Challenges and future in studying human oligodendroglia heterogeneity

The challenges of understanding oligodendroglial heterogeneity are large, but importantly, although -Omics predict function, we do not really know yet what impact these changes have on the actual biological function of the cell. For example, do some subclusters represent oligodendrocytes which are primed to remyelinate, others which are dying and yet others which are designed to provide metabolic support to underlying axons? There are hints of this from the bioinformatics, but this needs to be tested experimentally.

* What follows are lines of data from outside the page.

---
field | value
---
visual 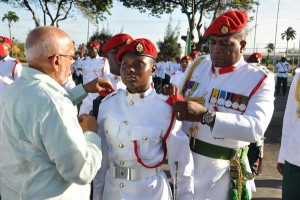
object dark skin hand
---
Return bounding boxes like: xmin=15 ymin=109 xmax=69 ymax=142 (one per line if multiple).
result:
xmin=277 ymin=163 xmax=284 ymax=175
xmin=173 ymin=101 xmax=207 ymax=122
xmin=78 ymin=114 xmax=98 ymax=133
xmin=160 ymin=83 xmax=178 ymax=95
xmin=83 ymin=77 xmax=113 ymax=93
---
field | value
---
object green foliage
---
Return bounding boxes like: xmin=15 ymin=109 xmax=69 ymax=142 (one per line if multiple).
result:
xmin=118 ymin=0 xmax=259 ymax=49
xmin=156 ymin=18 xmax=181 ymax=58
xmin=2 ymin=11 xmax=19 ymax=39
xmin=0 ymin=0 xmax=112 ymax=27
xmin=281 ymin=26 xmax=296 ymax=55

In the context of MS, are there some individuals who have more of the oligodendrocytes ‘good’ at remyelination, with less chance of disease progression and vice versa, perhaps matching the ‘good’ and ‘bad’ remyelinators detected by Positron emission tomography (PET) scanning in MS [11]. This leaves us excited for the future of using such information to identify disease or disease progression/prognosis if we can convert these findings into markers measurable in the living person. Is there a generic ‘pathological’ oligodendrocyte and/or a ‘regenerative’ one across all diseases, or some diseases? Can we use drugs to transition oligodendrocytes from such a ‘pathological’ state to a ‘regenerative’ one as a new therapeutic strategy? These are not easy questions to answer, as human oligodendroglia reflecting adult in vivo biology are difficult to grow in culture. However, progress is being made with human stem cell-derived cells used to form cultured organoids [59, 85] and injected into immunocompromised mouse brain [120] showing more fidelity to adult human oligodendroglia in vivo.

Conclusion

One hundred years after the first description of oligodendrocytes, we are now in the exciting position that we have discovered that oligodendroglia vary in their function, at least in part depending on origin, location, age, sex and pathology, suggesting that this may be driven by a combination of regional intrinsic and environmental influences. Oligodendroglia are also seeing a revived popularity, with oligodendroglial components now implicated in many neurodegenerative diseases, and due to their potential tractability to therapeutics. We predict that in the future, we will increasingly use markers of these different subtypes of oligodendroglia to predict disease course and stratify patients for therapies, but we have some way to go!